• Keine Ergebnisse gefunden

2 Methodical Background

2.7 Considerations for the Assessment of Classification Accuracy

Thematic maps resulting from the classification of remotely sensed data should be accompanied by information about their accuracy, so that the user can estimate their reliability and applicability for the purpose at hand. Quantitative accuracy measures are also necessary to compare the relative accuracies resulting from different data processing methods.
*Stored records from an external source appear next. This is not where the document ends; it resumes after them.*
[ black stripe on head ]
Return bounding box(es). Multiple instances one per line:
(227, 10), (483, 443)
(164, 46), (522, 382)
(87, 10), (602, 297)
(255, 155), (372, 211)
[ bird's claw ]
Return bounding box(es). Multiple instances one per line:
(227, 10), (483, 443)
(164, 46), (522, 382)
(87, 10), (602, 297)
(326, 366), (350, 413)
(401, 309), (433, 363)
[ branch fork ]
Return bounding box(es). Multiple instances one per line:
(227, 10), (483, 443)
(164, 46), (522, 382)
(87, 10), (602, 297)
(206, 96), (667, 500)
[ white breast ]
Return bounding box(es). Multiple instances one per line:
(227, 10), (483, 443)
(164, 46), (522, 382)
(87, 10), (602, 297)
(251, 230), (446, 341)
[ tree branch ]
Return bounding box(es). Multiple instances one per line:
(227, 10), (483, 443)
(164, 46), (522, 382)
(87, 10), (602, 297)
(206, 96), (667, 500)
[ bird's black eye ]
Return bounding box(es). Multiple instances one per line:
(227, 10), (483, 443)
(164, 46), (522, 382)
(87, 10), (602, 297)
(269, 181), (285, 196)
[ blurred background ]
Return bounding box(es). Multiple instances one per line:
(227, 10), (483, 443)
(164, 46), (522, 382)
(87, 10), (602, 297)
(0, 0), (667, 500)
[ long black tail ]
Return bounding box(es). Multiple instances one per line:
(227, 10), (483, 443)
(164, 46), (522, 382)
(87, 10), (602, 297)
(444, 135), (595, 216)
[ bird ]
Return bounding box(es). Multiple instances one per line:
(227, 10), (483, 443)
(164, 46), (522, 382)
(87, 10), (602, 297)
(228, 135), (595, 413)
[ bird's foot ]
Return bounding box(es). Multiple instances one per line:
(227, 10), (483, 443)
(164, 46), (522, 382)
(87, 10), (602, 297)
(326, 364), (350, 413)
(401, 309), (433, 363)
Classification accuracy is assessed by measuring the agreement between the classified image and reference data which is assumed to be correct (Campbell 1996). Site specific reference data (‘truth’) may consist of another map, if there is already a high accuracy map with a compatible classification of the area, but usually the reference data consist of a number of sample points (or areas). The class of these testing points is identified on the ground, or through manual interpretation of high or very high resolution remotely sensed data. Neither method guaranties that the reference data are 100 % correct – even if the classes of the sample points are determined in the field, there may still be errors due to a time lag between the field work and the acquisition of the classified image, or due to a lack of positional accuracy. This means that the reference data usually represents only a ‘relative truth’

and errors in the reference data, or in the registration between reference and classified image, will negatively influence the accuracy values which are calculated for satellite data classifications (Langford & Bell 1997).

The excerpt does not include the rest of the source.